For the design-conscious Muranese heavyweights that flourished in the 1950s, sometimes it’s just a matter of refocusing. Rather than scrambling for new ideas, Carlo Moretti, founded in 1958, needed a streamlining of its strong Nordic-inspired (but ever-expanding and cluttered) catalogue to make production less challenging. Entrepreneurs Antonio Ceschel and Manuel Gomiero took over the company from successor-less brothers Carlo and Giovanni Moretti in 2013 and started the cull. “The catalogue included about 1,200 different models,” says Ceschel. “Now we have 540 – each decision was a pang in the heart but it had to be done if we wanted to go international.”

Ceschel’s tight edit was a market success. At first supplying the vast majority of its products to the Italian market, the company now exports about 70 per cent of its colourful vases, chalices and glasses. A shop in Tokyo’s Ginza has joined outposts in Murano, Venice, Milan and Kitzbühel. Yet all the delicate vessels lining their shelves start life in this waterfront furnace room at the hands of the four masters and their helpers – some as young as 20. For all its lofty global ambitions (including a lighting collection that debuted at trade fair Euroluce’s last edition) Carlo Moretti realises the need to remain staunchly small-scale, faithful to the tradition that bred it.
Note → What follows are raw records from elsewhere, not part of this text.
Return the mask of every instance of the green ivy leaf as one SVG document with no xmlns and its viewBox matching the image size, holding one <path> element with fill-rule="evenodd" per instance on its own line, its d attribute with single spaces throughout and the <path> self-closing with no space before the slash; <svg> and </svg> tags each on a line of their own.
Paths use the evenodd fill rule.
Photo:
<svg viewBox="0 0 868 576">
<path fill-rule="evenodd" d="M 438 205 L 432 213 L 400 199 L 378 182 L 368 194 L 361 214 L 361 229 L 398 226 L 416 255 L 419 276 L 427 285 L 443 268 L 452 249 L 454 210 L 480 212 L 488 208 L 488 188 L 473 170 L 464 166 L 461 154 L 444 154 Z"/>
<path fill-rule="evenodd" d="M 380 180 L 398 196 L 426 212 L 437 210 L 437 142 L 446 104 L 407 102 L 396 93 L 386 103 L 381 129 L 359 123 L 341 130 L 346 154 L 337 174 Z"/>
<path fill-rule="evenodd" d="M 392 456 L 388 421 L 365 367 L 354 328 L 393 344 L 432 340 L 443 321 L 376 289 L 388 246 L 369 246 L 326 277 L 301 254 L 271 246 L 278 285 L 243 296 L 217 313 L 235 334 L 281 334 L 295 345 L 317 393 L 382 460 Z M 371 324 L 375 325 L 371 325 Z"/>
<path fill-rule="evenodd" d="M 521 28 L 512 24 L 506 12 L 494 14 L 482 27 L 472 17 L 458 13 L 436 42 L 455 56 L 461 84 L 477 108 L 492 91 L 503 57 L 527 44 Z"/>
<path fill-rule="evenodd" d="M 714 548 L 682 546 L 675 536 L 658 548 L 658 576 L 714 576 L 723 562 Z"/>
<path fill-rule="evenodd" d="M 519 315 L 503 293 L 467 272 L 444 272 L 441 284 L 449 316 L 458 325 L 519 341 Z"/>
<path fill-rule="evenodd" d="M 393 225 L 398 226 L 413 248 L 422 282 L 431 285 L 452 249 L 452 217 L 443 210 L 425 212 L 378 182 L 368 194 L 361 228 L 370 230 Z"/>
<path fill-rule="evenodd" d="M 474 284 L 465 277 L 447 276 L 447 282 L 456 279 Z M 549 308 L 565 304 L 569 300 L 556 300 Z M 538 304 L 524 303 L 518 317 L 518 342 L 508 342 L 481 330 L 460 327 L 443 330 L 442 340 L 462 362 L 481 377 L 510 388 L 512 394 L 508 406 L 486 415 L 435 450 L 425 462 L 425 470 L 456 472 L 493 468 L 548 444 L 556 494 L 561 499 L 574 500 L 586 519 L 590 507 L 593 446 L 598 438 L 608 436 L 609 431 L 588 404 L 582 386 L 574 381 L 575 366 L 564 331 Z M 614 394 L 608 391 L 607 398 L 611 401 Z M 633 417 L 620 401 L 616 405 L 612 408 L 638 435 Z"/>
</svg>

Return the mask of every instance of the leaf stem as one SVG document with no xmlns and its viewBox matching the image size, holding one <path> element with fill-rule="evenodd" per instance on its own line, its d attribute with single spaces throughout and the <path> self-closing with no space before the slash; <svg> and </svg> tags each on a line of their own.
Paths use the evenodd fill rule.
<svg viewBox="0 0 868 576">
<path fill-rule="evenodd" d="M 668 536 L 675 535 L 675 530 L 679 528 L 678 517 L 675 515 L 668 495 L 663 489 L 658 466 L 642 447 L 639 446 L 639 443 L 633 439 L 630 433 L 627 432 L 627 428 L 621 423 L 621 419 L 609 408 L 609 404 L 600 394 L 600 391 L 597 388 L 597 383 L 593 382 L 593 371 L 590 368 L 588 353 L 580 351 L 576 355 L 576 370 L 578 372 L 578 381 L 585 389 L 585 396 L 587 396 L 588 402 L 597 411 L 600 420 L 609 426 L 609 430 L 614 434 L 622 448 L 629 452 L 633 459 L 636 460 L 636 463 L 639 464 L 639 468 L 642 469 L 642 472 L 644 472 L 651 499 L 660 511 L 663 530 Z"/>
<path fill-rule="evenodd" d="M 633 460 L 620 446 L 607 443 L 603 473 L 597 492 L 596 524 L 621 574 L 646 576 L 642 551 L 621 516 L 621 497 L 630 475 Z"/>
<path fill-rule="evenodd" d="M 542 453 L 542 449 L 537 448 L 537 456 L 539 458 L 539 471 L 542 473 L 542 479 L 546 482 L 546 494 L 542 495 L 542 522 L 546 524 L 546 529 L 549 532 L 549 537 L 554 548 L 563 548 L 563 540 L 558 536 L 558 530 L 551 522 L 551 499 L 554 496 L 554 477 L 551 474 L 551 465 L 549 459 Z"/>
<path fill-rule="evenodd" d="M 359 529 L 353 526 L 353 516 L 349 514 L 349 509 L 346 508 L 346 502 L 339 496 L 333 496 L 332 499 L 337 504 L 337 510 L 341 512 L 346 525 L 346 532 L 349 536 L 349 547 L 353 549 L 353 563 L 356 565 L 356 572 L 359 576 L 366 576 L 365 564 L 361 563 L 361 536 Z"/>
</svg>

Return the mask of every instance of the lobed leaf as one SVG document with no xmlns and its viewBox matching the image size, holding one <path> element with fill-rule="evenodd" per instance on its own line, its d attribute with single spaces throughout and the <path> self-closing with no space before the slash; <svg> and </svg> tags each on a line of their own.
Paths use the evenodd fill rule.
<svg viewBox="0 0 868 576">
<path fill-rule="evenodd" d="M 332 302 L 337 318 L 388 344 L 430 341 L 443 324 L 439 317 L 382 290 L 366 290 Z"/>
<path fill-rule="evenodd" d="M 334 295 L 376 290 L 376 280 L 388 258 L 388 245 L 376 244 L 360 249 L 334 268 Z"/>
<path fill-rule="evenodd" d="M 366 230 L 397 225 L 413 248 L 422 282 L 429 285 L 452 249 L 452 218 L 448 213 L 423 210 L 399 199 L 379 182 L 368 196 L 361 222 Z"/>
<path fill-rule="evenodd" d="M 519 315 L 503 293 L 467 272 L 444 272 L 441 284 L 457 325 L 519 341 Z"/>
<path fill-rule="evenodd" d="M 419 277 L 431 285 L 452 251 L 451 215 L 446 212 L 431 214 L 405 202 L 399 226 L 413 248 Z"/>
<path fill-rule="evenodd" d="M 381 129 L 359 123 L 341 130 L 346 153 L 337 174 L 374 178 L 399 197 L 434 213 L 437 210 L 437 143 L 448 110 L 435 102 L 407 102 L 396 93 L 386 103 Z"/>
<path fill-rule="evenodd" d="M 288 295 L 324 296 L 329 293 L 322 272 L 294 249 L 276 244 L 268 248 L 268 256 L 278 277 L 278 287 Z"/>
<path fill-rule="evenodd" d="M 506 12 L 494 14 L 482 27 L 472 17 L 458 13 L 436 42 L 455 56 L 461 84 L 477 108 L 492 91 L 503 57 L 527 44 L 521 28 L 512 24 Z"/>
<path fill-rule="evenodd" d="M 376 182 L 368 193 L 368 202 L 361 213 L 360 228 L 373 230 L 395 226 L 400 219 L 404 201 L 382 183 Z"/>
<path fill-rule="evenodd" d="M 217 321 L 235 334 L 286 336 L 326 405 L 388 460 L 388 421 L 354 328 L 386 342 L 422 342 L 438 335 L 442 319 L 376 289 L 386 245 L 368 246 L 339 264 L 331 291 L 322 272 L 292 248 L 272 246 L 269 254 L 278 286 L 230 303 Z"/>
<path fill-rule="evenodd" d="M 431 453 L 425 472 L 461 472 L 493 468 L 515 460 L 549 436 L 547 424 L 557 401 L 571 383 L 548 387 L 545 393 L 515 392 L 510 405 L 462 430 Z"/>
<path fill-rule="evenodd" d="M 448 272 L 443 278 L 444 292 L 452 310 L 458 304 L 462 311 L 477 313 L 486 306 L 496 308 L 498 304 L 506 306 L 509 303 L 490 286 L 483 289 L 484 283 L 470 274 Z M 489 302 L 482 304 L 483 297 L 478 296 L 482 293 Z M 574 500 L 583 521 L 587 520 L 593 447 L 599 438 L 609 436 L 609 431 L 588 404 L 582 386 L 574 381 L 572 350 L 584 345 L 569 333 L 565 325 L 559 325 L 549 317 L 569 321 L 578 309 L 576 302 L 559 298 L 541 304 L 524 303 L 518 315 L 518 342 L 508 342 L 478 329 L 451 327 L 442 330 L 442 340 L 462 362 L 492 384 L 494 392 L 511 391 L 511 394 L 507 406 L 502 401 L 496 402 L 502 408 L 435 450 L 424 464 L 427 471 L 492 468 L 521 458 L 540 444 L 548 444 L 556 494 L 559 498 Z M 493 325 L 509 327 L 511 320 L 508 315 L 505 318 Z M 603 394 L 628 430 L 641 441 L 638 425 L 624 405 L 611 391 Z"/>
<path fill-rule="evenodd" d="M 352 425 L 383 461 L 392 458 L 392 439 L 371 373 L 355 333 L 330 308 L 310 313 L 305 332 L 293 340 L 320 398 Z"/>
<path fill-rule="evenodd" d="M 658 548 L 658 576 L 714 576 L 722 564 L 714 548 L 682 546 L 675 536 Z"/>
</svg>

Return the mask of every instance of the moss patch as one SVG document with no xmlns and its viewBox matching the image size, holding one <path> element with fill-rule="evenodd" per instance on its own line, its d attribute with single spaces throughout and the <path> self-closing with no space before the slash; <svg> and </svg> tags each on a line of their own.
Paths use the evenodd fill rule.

Many believe that by shedding some of the weight of convoluted decorative arabesques – but sticking to the methods behind its century-long success – Murano glass may once again wade through this low tide. “If the production of Murano’s tacky glass horses needs to stop then so be it – it doesn’t have to continue just for the sake of emptying tourists’ pockets,” says Breaking the Mould’s Berrone. “We are not presenting the definitive solution but we are showing that alternatives are possible.” With such vivacious minds tending to the fire, the island isn’t anywhere near losing the ebullient spirit of its craft.

Monocle comment:
Many established designers turn to Murano’s expertise for the chandeliers and vases they present at Salone del Mobile and beyond. But these creatives shouldn’t use these furnaces simply as their manufacturing plants, delivering ideas and collecting ready-made products weeks later.
Glass-blowers’ expertise goes well beyond their practical abilities: their deep knowledge of the medium – and how far it can be stretched – can and should be incorporated into the creative process. Muranese companies need to convince external designers to stay a bit longer, ideally enlisting them as creative directors. Over time the union between forward-looking ideas and solid traditions will melt even the most reticent glass-blower. With a progressive vision it would be easier to move onto bigger and better things, such as challenging architectural interior projects – even if that means dropping a few little ornaments along the way.